We used to fight a lot, he and I. About everything. He was often violent, insulting, demeaning. He wanted total control and I was exceptionally unruly. He tried so many crazy things to get me to submit, from whoopings, to yelling,  to locking me out of the house, to locking me in the house, to not allowing me any food, to once sneaking in my room while I was asleep and cutting off my hair – though I’m not sure exactly what that was meant to accomplish. In any case, none of it worked.

I must have driven him crazy.

I hated him and feared him. I loved him and ached for a kind word from him. I was in awe of him and the things he could do; the things he knew; the things he created. And I felt sorry for him because I knew he wasn’t happy and knew he wasn’t doing what he really wanted to be doing with his life. And I knew it was because of us kids and I always felt guilty about that, though I now know that was totally stupid.

And I blamed my mother because she’s the one who wanted a large family and he could refuse her nothing. And because she didn’t seem to get it, or him, at all. Again, totally stupid of me.

And then, a few years before he died he decided he’d had enough of earning a living and spending all his time working. So just like that, he quit his job to pursue his dream. It was kind of scary, but also very cool and very obviously the right thing for him to do.

He changed so much in those last years. He almost became a happy person. And he tried really hard to make amends for the past. So much so that I was very surprised to find out, during her recent visit, that my sister still has nothing but pure hatred for our father. (We had a long, drunken conversation about that and learned a great deal about each other in the process).

But back then, with me, at least, he tried his best to open up some channel of communication. He showed me that he wanted to try and be a good father, if it wasn’t too late. It was clumsy and awkward and more than a little strange, but gut-wrenchingly good at the same time. I hope I was able to convey to him that I understood and appreciated it.

Anyway, we only had a couple of years of this floundering new relationship before we found out he had a terminal illness. My sister thinks he got exactly what he deserved, but man, nobody deserves the long, horrible progression of brain cancer. It was heartbreaking to see him in such pain. To see what he had to go through that last year. To see him become confused and afraid. To see him become so helpless. To beg for death.

This man, who had always been so fiercely strong and robust and healthy was suddenly reduced to something that gutted me each and every time I saw him.

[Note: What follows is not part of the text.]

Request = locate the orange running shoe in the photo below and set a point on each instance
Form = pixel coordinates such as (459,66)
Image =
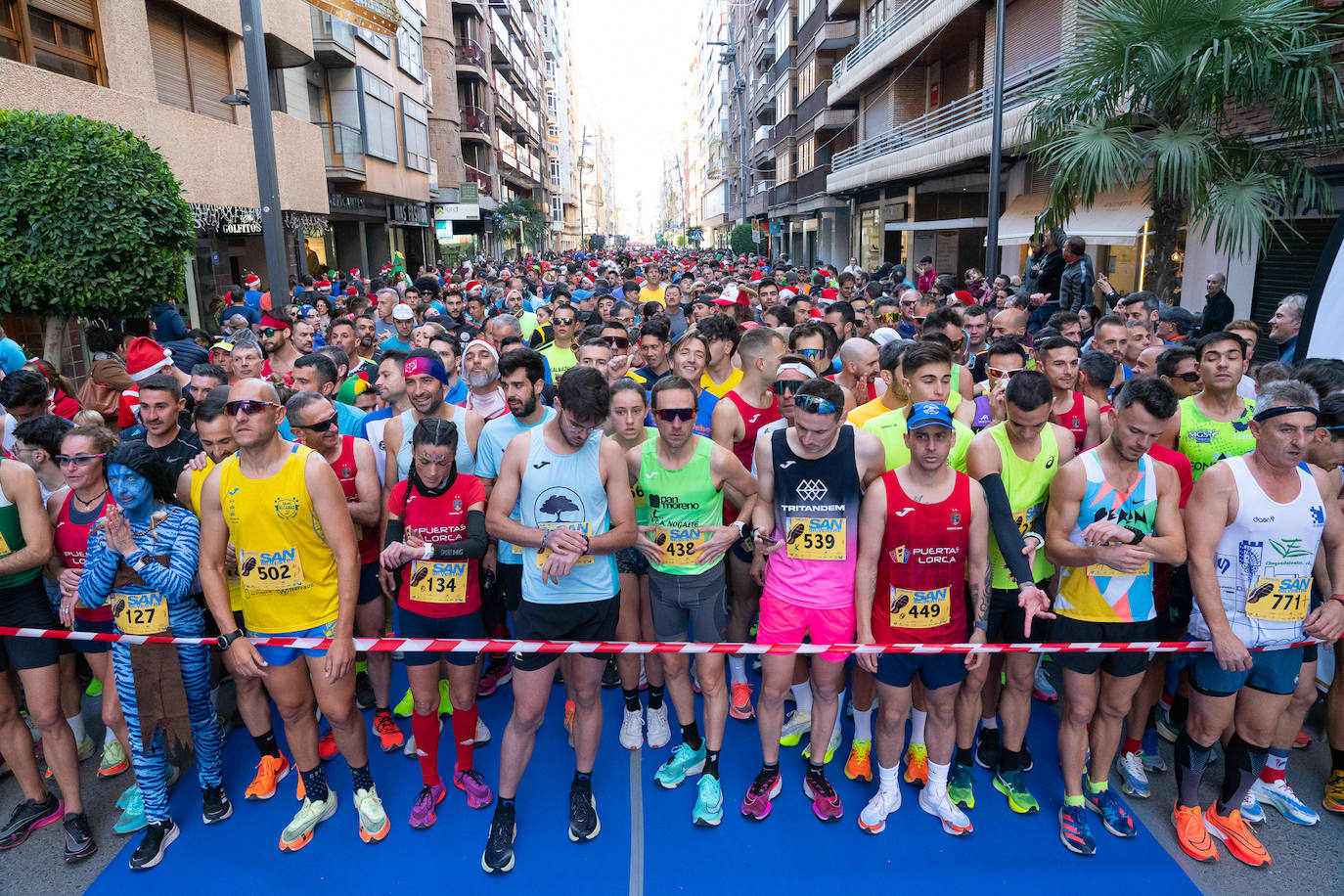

This man never got to see any of his kids become adults. He never saw them get educated. He never knew what careers we chose for ourselves or how we succeeded in those careers.  

He never knew any of his 6 grandchildren. He never got to be a grandpa.

He never got to grow into his wisdom.

He never got a chance to enjoy the dream he finally allowed himself to fulfill. Never got to relax and enjoy the fruits of his labour.

And he’s been without my mother, the love and light of his life,  for such a long, long time.

And he never got old.

Happy Father’s Day, Papa wherever you are.